Databricks Community

ramyav7796 · ‎03-11-2025

Hi,

I am trying to implement lakehouse monitoring using Inference profile for my inference data that I have, I see that when I create the monitor, two tables get generated profile and drift, I wanted to understand how are these two tables generating automatically? What is it that databricks runs in background when I create a monitor?

Can you please suggest.

Louis_Frolio · ‎03-11-2025

When you create a Databricks Lakehouse Monitoring monitor with an Inference profile, the system automatically generates two metric tables: a profile metrics table and a drift metrics table. Here's how this process works:

Background Processing

When you create a monitor in Databricks Lakehouse Monitoring, the system automatically:

1. Analyzes your inference table data containing model inputs, predictions, and optional ground-truth labels
2. Computes a rich set of metrics based on the data in your table
3. Stores these metrics in two Delta tables in your specified Unity Catalog schema
4. Creates a customizable dashboard to visualize these metrics

The Two Generated Tables

Profile Metrics Table

The profile metrics table (`{output_schema}.{table_name}_profile_metrics`) contains summary statistics for each column and for each combination of time window, slice, and grouping columns. For Inference Log analysis specifically, it includes:

Basic statistics (count, nulls, avg, min, max, etc.)
Model performance metrics like accuracy, precision, recall, and F1-score for classification models
Regression metrics (MSE, RMSE, MAE, etc.) for regression models
Fairness and bias metrics when configured

Drift Metrics Table

The drift metrics table (`{output_schema}.{table_name}_drift_metrics`) contains statistics that track changes in distribution over time. It calculates:

Consecutive drift: Compares metrics between consecutive time windows
Baseline drift: Compares metrics against a baseline distribution (if provided)

How Metrics Are Computed

For an Inference profile, Databricks:

1. Processes your inference table according to the time windows you specified (hourly, daily, weekly, etc.)
2. Computes metrics for each model ID separately, allowing comparison between model versions
3. Calculates both data quality metrics (for model inputs) and model performance metrics (comparing predictions to ground truth labels, if provided)
4. Stores all these metrics in the Delta tables with appropriate metadata (time window, granularity, model ID, etc.)

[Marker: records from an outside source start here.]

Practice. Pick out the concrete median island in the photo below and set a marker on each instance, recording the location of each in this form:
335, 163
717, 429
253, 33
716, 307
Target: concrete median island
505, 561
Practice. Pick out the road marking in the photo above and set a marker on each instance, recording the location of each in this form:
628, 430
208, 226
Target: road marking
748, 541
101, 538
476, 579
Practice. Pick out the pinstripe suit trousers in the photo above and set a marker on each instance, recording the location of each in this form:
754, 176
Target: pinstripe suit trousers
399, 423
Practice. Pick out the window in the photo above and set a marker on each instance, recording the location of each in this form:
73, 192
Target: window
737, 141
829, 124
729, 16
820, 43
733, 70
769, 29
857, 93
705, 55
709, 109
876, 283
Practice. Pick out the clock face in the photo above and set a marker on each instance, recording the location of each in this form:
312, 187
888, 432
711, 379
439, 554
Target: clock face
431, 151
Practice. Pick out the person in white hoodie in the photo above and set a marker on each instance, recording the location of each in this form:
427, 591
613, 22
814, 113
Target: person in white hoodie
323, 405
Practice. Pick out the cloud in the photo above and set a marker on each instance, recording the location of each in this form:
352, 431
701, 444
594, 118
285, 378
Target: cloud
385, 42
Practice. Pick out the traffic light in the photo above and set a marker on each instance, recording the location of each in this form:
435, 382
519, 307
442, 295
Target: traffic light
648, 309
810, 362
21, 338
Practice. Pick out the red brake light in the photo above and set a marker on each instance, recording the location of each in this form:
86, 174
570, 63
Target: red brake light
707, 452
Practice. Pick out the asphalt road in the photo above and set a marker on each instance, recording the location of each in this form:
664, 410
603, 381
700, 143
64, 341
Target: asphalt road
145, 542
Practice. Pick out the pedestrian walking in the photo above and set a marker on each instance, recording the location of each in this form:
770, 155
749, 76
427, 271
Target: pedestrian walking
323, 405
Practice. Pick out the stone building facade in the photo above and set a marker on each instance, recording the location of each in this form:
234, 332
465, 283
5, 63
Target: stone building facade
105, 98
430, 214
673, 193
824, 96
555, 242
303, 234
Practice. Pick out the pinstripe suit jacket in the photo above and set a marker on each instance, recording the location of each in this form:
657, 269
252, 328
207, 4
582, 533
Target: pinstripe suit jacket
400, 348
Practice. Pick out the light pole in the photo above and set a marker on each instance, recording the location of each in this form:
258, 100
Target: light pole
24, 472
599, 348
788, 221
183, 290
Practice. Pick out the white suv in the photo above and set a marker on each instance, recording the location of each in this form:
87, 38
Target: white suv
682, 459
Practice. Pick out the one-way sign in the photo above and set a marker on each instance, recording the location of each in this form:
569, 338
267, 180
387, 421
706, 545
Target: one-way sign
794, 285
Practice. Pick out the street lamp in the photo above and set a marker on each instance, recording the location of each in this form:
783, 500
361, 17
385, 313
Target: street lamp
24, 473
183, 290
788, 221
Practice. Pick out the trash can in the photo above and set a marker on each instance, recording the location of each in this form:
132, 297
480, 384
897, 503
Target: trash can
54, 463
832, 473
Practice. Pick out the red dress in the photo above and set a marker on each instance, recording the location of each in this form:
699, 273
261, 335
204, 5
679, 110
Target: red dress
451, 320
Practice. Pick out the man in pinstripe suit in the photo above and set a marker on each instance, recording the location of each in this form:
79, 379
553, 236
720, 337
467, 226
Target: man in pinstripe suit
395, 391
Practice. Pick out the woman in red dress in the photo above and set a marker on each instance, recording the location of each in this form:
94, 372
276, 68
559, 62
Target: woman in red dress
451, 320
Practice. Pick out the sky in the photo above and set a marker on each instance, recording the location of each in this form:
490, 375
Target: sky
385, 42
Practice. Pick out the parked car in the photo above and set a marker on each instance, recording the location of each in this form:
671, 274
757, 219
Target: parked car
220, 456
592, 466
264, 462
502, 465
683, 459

The computation happens as a Databricks job that runs according to your refresh schedule, processing either the full table or incremental changes depending on your configuration.

This automated process eliminates the need for you to manually set up monitoring pipelines, allowing you to focus on analyzing the results through the generated dashboard or by querying the metric tables directly.

Also note, that you are charged for the compute costs to do the work stated above.

Cheers, Louis.